In recent years, sodium-ion batteries have been widely researched due to the abundance of sodium, their cost-effectiveness, and electrochemical energy storage mechanisms similar to lithium-ion batteries. However, when operating in low-temperature environments, sluggish electrochemical reaction kinetics can lead to serious capacity loss, lifespan degradation, restricted charge-discharge capabilities, or even safety issues. Designing novel electrolytes with low freezing points and constructing uniform, stable electrode/electrolyte interfaces capable of ensuring rapid Na+ transport are effective approaches to achieving high-performance and stable operation of sodium-ion batteries at low temperatures.

To address the aforementioned issues, Professor Wang Pengfei's team at the School of Electrical Engineering, Xi'an Jiaotong University (XJTU), has designed a low-concentration ether-based electrolyte that can facilitate rapid Na+ transport.
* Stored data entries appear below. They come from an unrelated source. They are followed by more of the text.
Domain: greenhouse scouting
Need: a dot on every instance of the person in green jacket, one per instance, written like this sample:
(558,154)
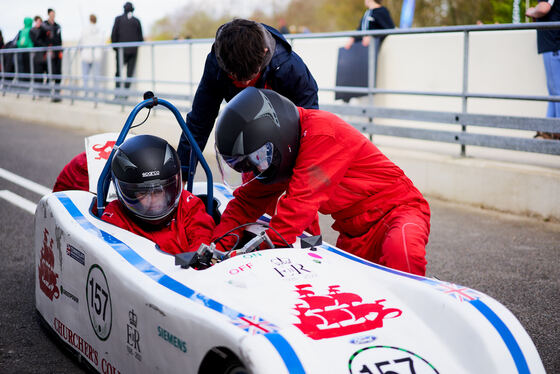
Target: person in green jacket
(24,41)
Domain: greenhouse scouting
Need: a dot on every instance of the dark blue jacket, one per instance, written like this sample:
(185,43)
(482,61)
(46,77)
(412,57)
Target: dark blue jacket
(286,74)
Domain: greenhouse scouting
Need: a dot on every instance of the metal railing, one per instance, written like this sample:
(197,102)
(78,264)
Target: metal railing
(38,85)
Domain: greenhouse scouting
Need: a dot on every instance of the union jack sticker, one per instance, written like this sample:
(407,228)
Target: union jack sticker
(254,325)
(458,292)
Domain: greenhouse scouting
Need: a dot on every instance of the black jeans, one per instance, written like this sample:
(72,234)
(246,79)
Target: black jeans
(130,62)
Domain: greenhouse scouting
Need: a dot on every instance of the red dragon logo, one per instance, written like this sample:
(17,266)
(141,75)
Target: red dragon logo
(103,150)
(338,313)
(47,276)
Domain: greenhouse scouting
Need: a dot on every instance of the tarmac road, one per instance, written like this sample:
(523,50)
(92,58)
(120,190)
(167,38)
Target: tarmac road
(514,259)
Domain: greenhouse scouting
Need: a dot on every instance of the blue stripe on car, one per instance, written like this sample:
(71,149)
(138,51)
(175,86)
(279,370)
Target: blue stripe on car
(499,325)
(283,347)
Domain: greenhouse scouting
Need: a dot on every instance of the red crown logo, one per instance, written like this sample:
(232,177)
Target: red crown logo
(338,313)
(103,150)
(47,275)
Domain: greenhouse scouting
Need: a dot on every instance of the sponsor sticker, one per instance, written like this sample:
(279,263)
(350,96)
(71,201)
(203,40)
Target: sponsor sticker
(47,276)
(286,269)
(178,343)
(69,293)
(76,254)
(240,269)
(133,336)
(367,339)
(99,302)
(386,359)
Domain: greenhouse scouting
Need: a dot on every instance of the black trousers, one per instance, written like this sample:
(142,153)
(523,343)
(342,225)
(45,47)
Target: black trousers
(130,62)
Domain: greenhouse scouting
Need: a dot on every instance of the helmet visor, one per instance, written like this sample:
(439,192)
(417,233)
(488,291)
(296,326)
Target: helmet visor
(151,200)
(251,166)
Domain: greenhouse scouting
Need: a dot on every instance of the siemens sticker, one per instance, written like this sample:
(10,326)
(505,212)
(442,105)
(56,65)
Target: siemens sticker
(172,339)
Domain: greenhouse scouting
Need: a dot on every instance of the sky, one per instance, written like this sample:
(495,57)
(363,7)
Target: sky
(73,15)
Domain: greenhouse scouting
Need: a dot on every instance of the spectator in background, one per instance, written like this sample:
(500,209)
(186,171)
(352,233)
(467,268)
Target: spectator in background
(38,35)
(548,44)
(376,17)
(126,28)
(91,57)
(54,39)
(282,27)
(24,41)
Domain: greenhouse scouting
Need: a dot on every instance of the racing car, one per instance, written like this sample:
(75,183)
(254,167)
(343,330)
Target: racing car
(122,305)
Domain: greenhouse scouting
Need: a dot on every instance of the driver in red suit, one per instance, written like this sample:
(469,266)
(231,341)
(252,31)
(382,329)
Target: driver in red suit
(151,202)
(321,164)
(74,176)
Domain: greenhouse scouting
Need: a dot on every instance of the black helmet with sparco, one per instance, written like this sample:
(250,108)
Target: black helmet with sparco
(258,132)
(146,172)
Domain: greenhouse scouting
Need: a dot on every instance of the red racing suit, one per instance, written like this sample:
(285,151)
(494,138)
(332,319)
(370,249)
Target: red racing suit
(74,176)
(378,212)
(191,226)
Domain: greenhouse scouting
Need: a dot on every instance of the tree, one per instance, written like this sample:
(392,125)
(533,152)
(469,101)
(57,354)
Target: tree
(335,15)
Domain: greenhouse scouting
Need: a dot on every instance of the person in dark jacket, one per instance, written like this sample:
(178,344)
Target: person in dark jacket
(54,39)
(126,28)
(376,17)
(38,35)
(245,53)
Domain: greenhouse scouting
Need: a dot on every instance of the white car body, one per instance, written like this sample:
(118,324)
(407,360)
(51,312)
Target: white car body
(125,307)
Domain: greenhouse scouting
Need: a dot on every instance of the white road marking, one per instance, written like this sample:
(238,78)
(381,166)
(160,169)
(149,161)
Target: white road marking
(19,201)
(25,183)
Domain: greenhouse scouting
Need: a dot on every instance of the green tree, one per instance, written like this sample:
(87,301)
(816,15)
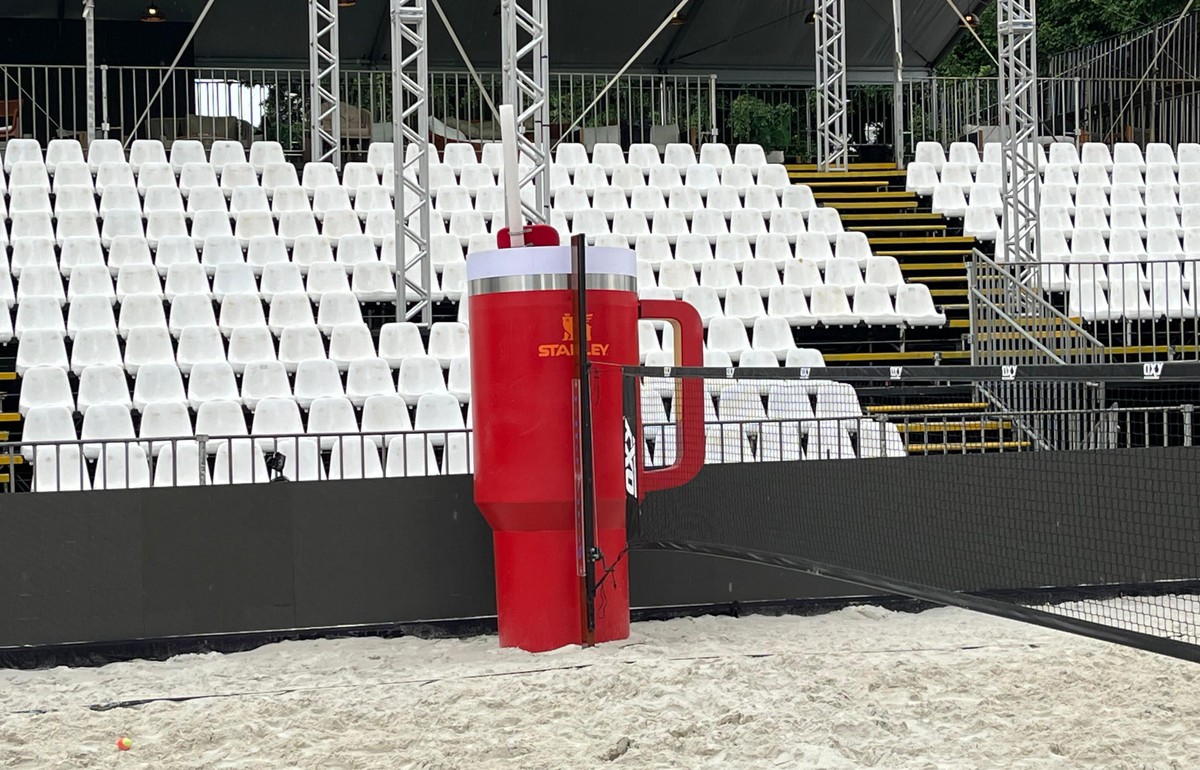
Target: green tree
(1062,25)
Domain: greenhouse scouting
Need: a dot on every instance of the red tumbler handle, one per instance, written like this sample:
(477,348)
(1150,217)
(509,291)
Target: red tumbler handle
(689,350)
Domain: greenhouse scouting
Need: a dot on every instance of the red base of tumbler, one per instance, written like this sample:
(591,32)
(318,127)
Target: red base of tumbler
(538,589)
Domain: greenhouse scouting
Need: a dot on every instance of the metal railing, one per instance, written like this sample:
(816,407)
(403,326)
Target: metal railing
(209,459)
(1013,323)
(1123,310)
(923,434)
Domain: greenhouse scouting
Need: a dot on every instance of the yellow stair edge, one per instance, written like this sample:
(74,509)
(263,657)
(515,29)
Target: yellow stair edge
(941,449)
(924,252)
(941,278)
(899,216)
(815,185)
(943,427)
(927,408)
(903,240)
(871,204)
(934,265)
(893,228)
(911,355)
(852,168)
(882,194)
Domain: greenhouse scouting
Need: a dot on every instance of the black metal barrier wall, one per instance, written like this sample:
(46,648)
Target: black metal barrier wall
(150,564)
(106,566)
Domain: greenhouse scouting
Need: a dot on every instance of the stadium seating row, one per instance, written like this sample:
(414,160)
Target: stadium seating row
(456,155)
(379,224)
(126,465)
(1062,152)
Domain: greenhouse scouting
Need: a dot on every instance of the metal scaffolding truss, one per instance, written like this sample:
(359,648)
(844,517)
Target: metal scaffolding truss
(829,19)
(324,102)
(1019,126)
(89,19)
(526,91)
(411,160)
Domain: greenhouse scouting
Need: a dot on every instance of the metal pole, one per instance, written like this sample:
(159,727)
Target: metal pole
(897,85)
(829,17)
(586,480)
(171,71)
(324,80)
(89,22)
(103,100)
(409,104)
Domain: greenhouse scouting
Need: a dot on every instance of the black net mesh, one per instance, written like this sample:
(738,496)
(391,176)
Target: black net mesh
(1066,497)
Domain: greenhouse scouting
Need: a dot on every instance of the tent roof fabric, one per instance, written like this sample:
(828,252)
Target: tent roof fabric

Results from electrochemical tests and molecular dynamics simulations collectively indicate that this electrolyte exhibits excellent dynamic characteristics at low temperatures, effectively reducing unfavorable polarization and significantly increasing electrochemical impedance.

This work systematically investigates the changes in electrolytes and interfaces at low temperatures, providing important insights for the design of electrolytes for extreme environments and the study of electrode/electrolyte interfaces.

The research findings, titled "Monolithic Interphase Enables Fast Kinetics for High-Performance Sodium-Ion Batteries at Subzero Temperature," were published in the prestigious international academic journal Angewandte Chemie International Edition.

Feng Yihu, a doctoral student at XJTU, is the first author of the paper, with Professor Wang serving as a corresponding author.